Is the inverse of a unimodular matrix unimodular?

I saw this question: Is the inverse of an invertible totally unimodular matrix also totally unimodular?

And what is the case if the matrix is not square?

Answer 1

From http://en.wikipedia.org/wiki/Unimodular_matrix : one definition of a unimodular matrix is an invertible matrix of integers whose inverse is also a matrix of integers. So it is required to be square, in order to be invertible.

So, if $M$ is unimodular, then $M^{-1}$ is a matrix of integers$\ldots$ , and its inverse (which is $M$) is also a matrix of integers, so $M^{-1}$ is also unimodular.

(In fact the unimodular matrices form a subgroup of $GL_n(\mathbb{R})$.)

If you're more interested in non-square matrices, then you probably want to consider total unimodularity, as in the link you provided.

Answer 2

In fact, a stronger statement is true:

A square matrix A with integer entries is invertible if and only if $A^{-1}$ is unimodular.

Proof:

It is enough to show one direction, because we can apply the theorem to $A^{-1}$.

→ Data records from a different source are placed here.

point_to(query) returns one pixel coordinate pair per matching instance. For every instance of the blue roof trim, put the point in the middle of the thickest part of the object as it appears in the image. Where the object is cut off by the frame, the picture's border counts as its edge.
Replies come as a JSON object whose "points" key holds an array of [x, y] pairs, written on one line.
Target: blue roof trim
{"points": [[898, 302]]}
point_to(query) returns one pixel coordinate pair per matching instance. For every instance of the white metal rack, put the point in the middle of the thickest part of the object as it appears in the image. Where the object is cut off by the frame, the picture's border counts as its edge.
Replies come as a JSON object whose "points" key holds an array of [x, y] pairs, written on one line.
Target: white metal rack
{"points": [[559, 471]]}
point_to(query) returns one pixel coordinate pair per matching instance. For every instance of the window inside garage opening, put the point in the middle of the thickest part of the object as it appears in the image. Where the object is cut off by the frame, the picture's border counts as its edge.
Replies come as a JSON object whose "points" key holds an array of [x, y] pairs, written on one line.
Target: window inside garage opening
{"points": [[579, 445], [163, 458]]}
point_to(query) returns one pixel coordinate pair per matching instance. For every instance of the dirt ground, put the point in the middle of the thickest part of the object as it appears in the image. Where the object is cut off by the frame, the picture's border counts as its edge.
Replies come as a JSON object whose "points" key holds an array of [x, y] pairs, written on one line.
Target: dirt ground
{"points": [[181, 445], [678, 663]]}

Assume $A$ is unimodular. Then, since $$\det(A A^{-1}) = \det(I) = 1 $$ and $$\det(A A^{-1}) = \det(A) \det(A^{-1})$$

But since $A$ is unimodular, we know that $\det(A) = \pm 1$, so we can conclude that $\det(B) = \pm 1$.

We now just need to show that $B^{-1}$ has integer entries, and the proof will be finished.

There may be a cleaner solution out there, but I will use the cofactor matrix to show this. The cofactor matrix of $A$, denoted $cof(A)$ is related to $A$ by the following equality:

$$A^{-1} = \frac{1}{\det(A)} cof(A)^T$$

And from the definition of the cofactor, we can see that $B$ integral $\Rightarrow cof(B)$ integral.

From this, we can immediately see that $\det(A) = \pm 1 \Rightarrow A^{-1} = \pm cof(A)^T$, so $A$ is integral.